Compression Set and Recovery
The encapsulated design provides good compression recovery through the core. However, the jacket may cold-flow over time, slightly reducing rebound. At elevated temperatures, the jacket or core may become the limiting factor in compression performance.
Installation and Size Constraints
These seals cannot be stretched significantly during installation due to the non-elastic nature of the fluoropolymer jacket. Special tooling or multi-piece housing designs may be required. Furthermore, production of very small or very large sizes may involve longer lead times.

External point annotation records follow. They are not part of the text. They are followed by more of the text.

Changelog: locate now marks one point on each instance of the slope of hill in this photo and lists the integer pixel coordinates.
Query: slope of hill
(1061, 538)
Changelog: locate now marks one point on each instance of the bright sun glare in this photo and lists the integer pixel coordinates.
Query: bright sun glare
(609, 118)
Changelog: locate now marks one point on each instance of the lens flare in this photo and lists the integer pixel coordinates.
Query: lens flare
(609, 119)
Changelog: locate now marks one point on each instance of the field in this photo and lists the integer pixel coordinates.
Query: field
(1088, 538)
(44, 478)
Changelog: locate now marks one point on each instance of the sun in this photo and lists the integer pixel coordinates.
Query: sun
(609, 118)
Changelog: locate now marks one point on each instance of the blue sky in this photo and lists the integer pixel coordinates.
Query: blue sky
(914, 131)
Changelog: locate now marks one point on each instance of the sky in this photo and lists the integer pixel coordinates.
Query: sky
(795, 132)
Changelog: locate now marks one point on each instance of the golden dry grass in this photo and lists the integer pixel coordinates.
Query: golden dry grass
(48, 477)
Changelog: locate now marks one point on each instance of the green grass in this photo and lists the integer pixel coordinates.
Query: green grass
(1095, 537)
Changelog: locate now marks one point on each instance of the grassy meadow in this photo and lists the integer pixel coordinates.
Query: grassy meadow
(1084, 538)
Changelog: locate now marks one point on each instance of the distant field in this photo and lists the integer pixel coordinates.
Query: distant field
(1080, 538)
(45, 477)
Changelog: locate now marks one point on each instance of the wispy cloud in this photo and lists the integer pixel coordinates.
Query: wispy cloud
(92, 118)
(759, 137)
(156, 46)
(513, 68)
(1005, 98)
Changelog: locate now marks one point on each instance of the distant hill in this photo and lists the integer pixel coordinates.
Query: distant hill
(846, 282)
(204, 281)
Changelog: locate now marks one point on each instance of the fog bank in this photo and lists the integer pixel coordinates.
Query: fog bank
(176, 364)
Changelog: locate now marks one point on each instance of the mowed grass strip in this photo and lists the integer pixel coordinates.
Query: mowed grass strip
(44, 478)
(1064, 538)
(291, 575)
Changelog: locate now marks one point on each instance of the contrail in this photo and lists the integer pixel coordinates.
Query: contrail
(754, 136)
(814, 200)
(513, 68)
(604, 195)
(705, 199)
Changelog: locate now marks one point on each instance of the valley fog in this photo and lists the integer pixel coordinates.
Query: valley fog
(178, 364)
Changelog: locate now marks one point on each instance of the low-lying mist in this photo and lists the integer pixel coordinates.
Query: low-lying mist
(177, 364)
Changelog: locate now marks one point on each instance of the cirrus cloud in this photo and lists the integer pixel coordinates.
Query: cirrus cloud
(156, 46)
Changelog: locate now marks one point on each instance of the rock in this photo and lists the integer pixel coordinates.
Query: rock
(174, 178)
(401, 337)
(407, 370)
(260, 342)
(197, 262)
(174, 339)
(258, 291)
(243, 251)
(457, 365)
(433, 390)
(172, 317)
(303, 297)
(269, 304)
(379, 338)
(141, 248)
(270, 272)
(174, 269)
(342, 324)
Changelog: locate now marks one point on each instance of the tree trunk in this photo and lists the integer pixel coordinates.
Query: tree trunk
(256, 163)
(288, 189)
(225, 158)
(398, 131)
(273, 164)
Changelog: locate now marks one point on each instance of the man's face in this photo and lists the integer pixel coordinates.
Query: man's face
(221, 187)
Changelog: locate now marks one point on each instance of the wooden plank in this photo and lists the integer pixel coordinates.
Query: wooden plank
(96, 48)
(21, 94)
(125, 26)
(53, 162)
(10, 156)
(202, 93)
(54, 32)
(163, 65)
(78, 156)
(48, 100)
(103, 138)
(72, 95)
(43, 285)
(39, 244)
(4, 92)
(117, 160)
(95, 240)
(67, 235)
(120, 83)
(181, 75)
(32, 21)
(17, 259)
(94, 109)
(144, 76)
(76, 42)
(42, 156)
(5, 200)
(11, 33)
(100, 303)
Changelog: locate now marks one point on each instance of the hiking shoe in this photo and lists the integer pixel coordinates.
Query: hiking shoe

Not Suitable for High Pressure or Abrasive Conditions
Encapsulated seals are generally not used in high-pressure dynamic environments or where abrasive media are present. The thin Teflon layer can be scratched or worn, leading to seal failure or exposure of the core.
Comparison Table
| Performance Attribute | Platinum-Cured Silicone | With Teflon Encapsulation |
|---|---|---|
| Chemical Resistance | Good for many chemicals, but limited against fuels and strong acids | Excellent; nearly universal resistance including solvents and acids |
| Temperature Range | –60 °C to ~230 °C | –60 °C to 260 °C (PFA jacket) |
| Flexibility | Highly flexible and elastic | Reduced flexibility; best for static seals |
| Surface Friction | Sticky; may require lubrication | Very low friction; smooth, non-stick surface |
| Compression Set | Good recovery if properly designed | Good, but jacket may cold-flow; limited rebound speed |
| Transparency | Translucent; allows visual inspection | Jacket also translucent; core may be visible |
| Biocompatibility | USP Class VI and FDA compliant | Surface is even more inert and non-leaching |
| Durability | Excellent UV and ozone resistance; poor abrasion resistance | Enhanced chemical resistance; susceptible to scratching |
| Cost | Moderate | High; requires special manufacturing |
Conclusion
In summary, Teflon-encapsulated platinum-cured silicone seals bridge the gap between the chemical resistance of PTFE and the elasticity of rubber. They are ideal for aggressive static sealing applications in food, pharma, chemical, and aerospace industries. However, due to their cost and limitations in dynamic or high-pressure service, they are best deployed in select applications where performance outweighs installation and flexibility constraints.